The Nevada Advanced Autonomous Systems Innovation Center has found a home.

The University of Nevada, Reno entity will be the main tenant in the Sinclair Building, the midtown Reno office building the school took over from the City of Reno in the last month.

The new center, created to facilitate work between the university and businesses around unmanned autonomous vehicles, will occupy the third floor of the 25,000-square-foot building.

UNR sees a business as well as academic opportunity in the state’s new designation as one of six national UAV test sites for the Federal Aviation Administration. Businesses involved in the UAV industry often partner with institutions of higher education because schools, due to their research function, can expedite the permits and authorizations required to test the systems.

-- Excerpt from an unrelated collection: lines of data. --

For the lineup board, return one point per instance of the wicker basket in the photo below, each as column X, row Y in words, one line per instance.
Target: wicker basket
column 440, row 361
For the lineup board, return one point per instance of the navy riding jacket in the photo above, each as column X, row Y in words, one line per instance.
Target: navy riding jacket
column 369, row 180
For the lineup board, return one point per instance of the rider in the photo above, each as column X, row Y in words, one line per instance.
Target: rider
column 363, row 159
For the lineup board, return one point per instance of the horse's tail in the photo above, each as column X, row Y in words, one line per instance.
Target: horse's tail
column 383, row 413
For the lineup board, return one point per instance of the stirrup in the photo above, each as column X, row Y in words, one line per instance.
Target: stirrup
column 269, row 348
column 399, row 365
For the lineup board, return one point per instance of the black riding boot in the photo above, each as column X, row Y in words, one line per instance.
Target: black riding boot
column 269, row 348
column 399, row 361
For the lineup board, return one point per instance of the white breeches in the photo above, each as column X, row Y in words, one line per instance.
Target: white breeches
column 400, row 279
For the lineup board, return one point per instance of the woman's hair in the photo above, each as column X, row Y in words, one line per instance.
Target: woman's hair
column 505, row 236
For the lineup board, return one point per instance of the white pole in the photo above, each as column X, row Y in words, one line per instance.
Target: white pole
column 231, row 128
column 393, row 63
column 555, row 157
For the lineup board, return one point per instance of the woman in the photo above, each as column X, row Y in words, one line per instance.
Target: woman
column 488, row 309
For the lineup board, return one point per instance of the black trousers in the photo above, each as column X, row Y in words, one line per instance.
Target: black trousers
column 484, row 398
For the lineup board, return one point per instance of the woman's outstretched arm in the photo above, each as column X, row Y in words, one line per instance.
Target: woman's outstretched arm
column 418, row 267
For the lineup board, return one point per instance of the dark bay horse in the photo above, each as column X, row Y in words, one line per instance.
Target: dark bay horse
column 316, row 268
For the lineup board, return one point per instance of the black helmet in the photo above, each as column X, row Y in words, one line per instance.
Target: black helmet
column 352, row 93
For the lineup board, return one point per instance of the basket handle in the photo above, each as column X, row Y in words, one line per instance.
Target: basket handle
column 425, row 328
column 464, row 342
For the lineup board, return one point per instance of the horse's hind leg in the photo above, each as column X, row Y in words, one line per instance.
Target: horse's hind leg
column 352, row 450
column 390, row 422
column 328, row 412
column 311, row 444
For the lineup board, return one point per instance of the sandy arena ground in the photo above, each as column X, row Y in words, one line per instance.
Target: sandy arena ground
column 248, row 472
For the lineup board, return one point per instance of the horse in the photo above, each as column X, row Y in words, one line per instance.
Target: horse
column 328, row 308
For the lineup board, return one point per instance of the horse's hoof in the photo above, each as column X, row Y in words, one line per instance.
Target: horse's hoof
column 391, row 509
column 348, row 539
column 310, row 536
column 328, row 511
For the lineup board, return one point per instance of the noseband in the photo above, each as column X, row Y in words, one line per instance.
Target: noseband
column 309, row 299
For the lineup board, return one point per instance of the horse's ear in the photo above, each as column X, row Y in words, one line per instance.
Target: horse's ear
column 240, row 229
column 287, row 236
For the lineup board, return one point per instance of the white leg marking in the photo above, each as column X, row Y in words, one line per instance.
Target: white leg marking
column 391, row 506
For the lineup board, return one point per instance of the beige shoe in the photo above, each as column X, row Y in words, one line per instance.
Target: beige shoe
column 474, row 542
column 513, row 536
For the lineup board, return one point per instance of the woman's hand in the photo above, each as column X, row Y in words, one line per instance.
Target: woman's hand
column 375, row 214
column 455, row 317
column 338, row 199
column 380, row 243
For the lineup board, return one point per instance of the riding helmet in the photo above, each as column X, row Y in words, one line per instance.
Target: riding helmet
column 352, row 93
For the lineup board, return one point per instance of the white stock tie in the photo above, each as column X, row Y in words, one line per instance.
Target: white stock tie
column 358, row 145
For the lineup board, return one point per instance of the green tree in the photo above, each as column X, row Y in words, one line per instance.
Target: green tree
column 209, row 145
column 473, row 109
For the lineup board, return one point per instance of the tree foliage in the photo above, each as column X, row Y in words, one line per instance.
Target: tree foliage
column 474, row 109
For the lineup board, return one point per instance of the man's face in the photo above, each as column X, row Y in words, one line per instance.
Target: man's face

The move is also one of the first concrete signs of the growing partnership between UNR and the city, which have both committed to bridging the gap between town and gown.

“This allows us to engage and have a tangible presence downtown, on the edge of downtown,” says Heidi Gansert, executive director for external relations, in the President’s Office at UNR.

UNR is in the process of hiring staff for the technology center, including a director, grant writer and entrepreneur-in-residence who “will provide ad-hoc consulting, coaching and mentoring for faculty, students, and industry partners on how to fully develop venture concepts.” The EIR will rely on the Nevada Small Business Development Center, and the Entrepreneurship Program and the Technology Transfer Office at UNR, according to an NAASIC overview.

The center will also work with Nevada Industry Excellence, the statewide resource for manufacturers, which will have an office alongside the center in the Sinclair Building.

“We’re trying to leverage the synergy between the two, great organizations,” says Gansert, referring to NVIE and UNR, which already cooperate. “This is a new level of engagement and we expect it to grow significantly.”

The nascent center has already generated interest from local companies, including Reno’s Drone America, and from Insitu Inc., the Bingen, Wash., maker of UAVs, as well as from venture capitalists, such as GloCal Venture Capital in Athens, Greece.

Among the center’s goals is developing K-12 curriculum so it expects to take advantage of its proximity to the Terry Wells Discovery Museum located nearby on Center Street, says Gansert.

The university has already established a minor degree program in Unmanned Autonomous Systems, which include so-called drones, industrial robots and driverless road vehicles.

NAASIC is being funded with $3 million from the state’s Knowledge Fund coupled with some university money.

UNR is acquiring the building from the city under a 14-year, purchase-to-lease agreement under which the school will make annual payments of $134,900.

The building will also likely house a pre-enrollment information center for prospective students and a Wolf Pack store on the first floor as well as space for community meetings, and possibly an incubator for start-up businesses, says Gansert.

UNR is in the process of doing some minor remodeling and hopes to reopen the building and launch the new innovation center by summer.